O presidente da seccional capixaba da Ordem dos Advogados do Brasil Seção Espírito Santo (OAB-ES), Homero Mafra, vai se reunir com o presidente do Tribunal de Justiça do Estado (TJES), Pedro Valls Feu Rosa, nesta quarta-feira (10) com o objetivo de solicitar a alteração no cronograma de implantação do programa “Justiça sem papel”, previsto para agosto. 
 
A partir do programa, todos os processos passam a tramitar somente por meio virtual. Dos 13.895 advogados inscritos na OAB-ES, somente 1.325, cerca de 10% têm certificação digital, obrigatória para o peticionamento eletrônico.
 
No mês de junho, a seccional foi convidada para uma audiência pública no TJES com o objetivo de debater a implementação do projeto, mas o entendimento da OAB-ES é que em dois meses não é possível treinar os advogados para utilizarem o sistema. 
 
Na reunião, o presidente da Ordem vai solicitar ao presidente do TJ um período de transição para que os advogados possam cumprir a exigência de forma programada. 
 
A ferramenta tecnológica permite assinar digitalmente qualquer tipo de documento.
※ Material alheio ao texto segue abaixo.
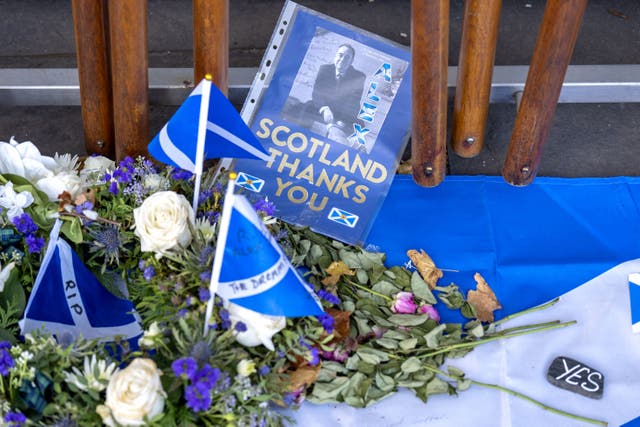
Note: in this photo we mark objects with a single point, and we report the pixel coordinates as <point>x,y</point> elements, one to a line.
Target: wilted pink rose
<point>430,310</point>
<point>403,303</point>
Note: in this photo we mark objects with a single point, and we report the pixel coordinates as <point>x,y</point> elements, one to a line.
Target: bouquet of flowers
<point>133,228</point>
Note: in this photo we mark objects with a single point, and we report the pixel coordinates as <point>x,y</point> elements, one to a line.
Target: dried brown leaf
<point>303,376</point>
<point>483,299</point>
<point>341,323</point>
<point>425,266</point>
<point>335,271</point>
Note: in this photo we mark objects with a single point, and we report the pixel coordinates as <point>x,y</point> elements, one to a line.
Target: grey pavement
<point>585,139</point>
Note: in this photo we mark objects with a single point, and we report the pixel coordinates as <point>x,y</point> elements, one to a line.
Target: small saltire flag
<point>227,134</point>
<point>68,298</point>
<point>634,296</point>
<point>254,272</point>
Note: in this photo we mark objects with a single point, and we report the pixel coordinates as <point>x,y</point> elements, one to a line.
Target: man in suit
<point>337,92</point>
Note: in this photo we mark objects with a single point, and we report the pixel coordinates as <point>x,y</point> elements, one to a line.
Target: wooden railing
<point>111,42</point>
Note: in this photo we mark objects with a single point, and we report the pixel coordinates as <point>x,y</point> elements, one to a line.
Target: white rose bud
<point>163,222</point>
<point>260,327</point>
<point>133,394</point>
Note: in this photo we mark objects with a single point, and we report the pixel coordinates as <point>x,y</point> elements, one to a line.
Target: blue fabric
<point>530,243</point>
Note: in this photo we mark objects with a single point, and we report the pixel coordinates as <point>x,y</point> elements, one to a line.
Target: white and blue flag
<point>68,298</point>
<point>252,269</point>
<point>227,134</point>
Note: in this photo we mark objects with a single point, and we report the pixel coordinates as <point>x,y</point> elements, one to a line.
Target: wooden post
<point>211,41</point>
<point>94,74</point>
<point>475,68</point>
<point>558,34</point>
<point>429,61</point>
<point>129,69</point>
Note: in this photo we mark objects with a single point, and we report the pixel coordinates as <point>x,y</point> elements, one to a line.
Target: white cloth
<point>602,339</point>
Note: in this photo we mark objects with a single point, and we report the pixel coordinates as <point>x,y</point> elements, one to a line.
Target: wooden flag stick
<point>202,135</point>
<point>220,244</point>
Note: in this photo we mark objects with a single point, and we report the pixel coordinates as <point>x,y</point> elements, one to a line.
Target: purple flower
<point>198,397</point>
<point>205,276</point>
<point>265,206</point>
<point>24,224</point>
<point>328,297</point>
<point>6,361</point>
<point>34,244</point>
<point>148,273</point>
<point>113,188</point>
<point>430,310</point>
<point>180,175</point>
<point>185,367</point>
<point>15,419</point>
<point>327,322</point>
<point>207,375</point>
<point>204,294</point>
<point>403,303</point>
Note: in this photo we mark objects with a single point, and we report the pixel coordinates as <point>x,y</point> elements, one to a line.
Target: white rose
<point>246,367</point>
<point>133,394</point>
<point>260,327</point>
<point>163,222</point>
<point>55,185</point>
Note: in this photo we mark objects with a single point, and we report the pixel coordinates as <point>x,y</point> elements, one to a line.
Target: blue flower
<point>24,224</point>
<point>207,375</point>
<point>327,322</point>
<point>204,294</point>
<point>185,367</point>
<point>34,244</point>
<point>15,419</point>
<point>6,361</point>
<point>240,327</point>
<point>198,397</point>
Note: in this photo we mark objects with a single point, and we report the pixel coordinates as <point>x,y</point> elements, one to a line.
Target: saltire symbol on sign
<point>250,182</point>
<point>343,217</point>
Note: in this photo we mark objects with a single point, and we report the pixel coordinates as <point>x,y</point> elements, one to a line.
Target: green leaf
<point>437,386</point>
<point>384,382</point>
<point>433,337</point>
<point>408,344</point>
<point>408,319</point>
<point>385,288</point>
<point>72,229</point>
<point>411,365</point>
<point>421,290</point>
<point>387,343</point>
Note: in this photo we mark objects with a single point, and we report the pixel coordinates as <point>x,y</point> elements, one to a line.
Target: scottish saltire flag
<point>68,298</point>
<point>254,272</point>
<point>227,134</point>
<point>250,182</point>
<point>343,217</point>
<point>634,301</point>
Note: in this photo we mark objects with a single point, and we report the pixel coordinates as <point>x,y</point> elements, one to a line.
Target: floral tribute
<point>132,225</point>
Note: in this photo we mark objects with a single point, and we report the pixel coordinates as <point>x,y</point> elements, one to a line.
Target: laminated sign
<point>331,104</point>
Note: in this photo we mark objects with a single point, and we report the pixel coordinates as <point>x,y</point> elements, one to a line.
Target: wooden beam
<point>475,67</point>
<point>90,28</point>
<point>211,41</point>
<point>129,69</point>
<point>557,37</point>
<point>429,61</point>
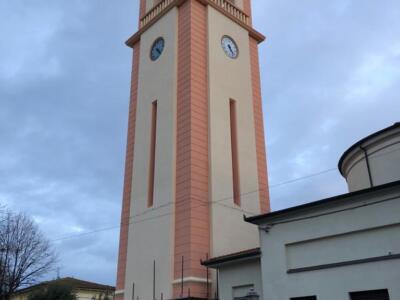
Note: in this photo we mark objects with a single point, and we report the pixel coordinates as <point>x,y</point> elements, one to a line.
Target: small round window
<point>157,49</point>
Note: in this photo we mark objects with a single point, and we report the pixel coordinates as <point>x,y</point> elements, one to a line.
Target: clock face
<point>230,47</point>
<point>157,49</point>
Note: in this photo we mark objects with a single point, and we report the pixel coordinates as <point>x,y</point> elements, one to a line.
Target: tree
<point>54,291</point>
<point>25,255</point>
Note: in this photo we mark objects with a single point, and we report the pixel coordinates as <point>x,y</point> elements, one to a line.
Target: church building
<point>195,158</point>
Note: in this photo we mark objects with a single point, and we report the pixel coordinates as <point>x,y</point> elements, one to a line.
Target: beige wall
<point>231,79</point>
<point>151,236</point>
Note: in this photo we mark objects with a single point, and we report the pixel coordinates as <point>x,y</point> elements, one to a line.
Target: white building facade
<point>342,248</point>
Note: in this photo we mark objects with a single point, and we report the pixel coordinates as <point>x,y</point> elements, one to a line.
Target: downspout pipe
<point>368,165</point>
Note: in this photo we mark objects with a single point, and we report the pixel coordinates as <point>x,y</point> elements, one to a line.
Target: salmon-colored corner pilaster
<point>259,128</point>
<point>192,231</point>
<point>126,198</point>
<point>142,9</point>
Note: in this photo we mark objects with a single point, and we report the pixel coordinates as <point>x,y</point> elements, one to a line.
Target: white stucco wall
<point>372,230</point>
<point>151,234</point>
<point>236,279</point>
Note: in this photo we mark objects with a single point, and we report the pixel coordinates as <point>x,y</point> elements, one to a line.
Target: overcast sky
<point>330,76</point>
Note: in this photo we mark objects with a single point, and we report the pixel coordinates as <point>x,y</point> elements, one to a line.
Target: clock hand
<point>230,48</point>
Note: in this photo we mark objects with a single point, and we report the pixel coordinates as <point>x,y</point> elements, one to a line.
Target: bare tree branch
<point>25,255</point>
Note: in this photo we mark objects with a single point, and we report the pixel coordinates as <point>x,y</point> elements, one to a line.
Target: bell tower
<point>195,159</point>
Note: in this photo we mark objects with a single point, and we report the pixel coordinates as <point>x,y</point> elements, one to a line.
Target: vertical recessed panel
<point>150,200</point>
<point>235,158</point>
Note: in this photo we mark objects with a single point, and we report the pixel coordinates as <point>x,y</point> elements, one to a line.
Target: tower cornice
<point>223,6</point>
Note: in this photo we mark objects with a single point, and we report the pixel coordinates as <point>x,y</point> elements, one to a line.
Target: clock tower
<point>195,160</point>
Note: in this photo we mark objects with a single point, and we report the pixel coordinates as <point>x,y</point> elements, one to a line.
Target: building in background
<point>84,290</point>
<point>341,248</point>
<point>195,160</point>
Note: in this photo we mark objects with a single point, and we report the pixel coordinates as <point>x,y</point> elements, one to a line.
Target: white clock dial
<point>230,47</point>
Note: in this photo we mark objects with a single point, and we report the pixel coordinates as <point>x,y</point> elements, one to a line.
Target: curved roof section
<point>362,141</point>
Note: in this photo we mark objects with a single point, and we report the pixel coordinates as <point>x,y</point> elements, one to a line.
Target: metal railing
<point>231,9</point>
<point>154,12</point>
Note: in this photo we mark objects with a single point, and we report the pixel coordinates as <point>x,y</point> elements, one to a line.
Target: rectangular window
<point>235,158</point>
<point>370,295</point>
<point>153,136</point>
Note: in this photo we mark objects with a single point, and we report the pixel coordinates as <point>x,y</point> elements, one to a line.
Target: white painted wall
<point>240,276</point>
<point>151,236</point>
<point>369,231</point>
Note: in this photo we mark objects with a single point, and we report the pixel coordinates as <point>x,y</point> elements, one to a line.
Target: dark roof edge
<point>362,141</point>
<point>256,252</point>
<point>284,212</point>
Tem a mesma validade jurídica dos equivalentes em papel, assegurando a autenticidade e integridade das informações.
 
O programa está sendo desenvolvido pelo Judiciário para virtualizar todos os processos que deem entrada na Justiça do Estado. A digitalização dos processos antigos será feita, gradualmente, a critério dos juízes titulares das Comarcas. Atualmente, os servidores tanto da Grande Vitórias quanto interior do Estado estão sendo treinados para a implantação do projeto. 
 
E-procees 
 
O programa de “Justiça sem papel e-procees”, concebido na gestão do ex-presidente do TJES, Jorge Góes Coutinho, entre 2006 e 2007, foi extinto, já que após cinco anos do lançamento, em 2012, foi implantado em apenas 15 juizados especiais. O programa custou R$ 20 milhões aos cofres públicos.
 
O sistema apresentava instabilidade no funcionamento, com frequentes interrupções, o que impossibilitava tanto o atendimento de partes que pretendiam ajuizar reclamações, quanto à própria prática de atos judiciais e cartorários.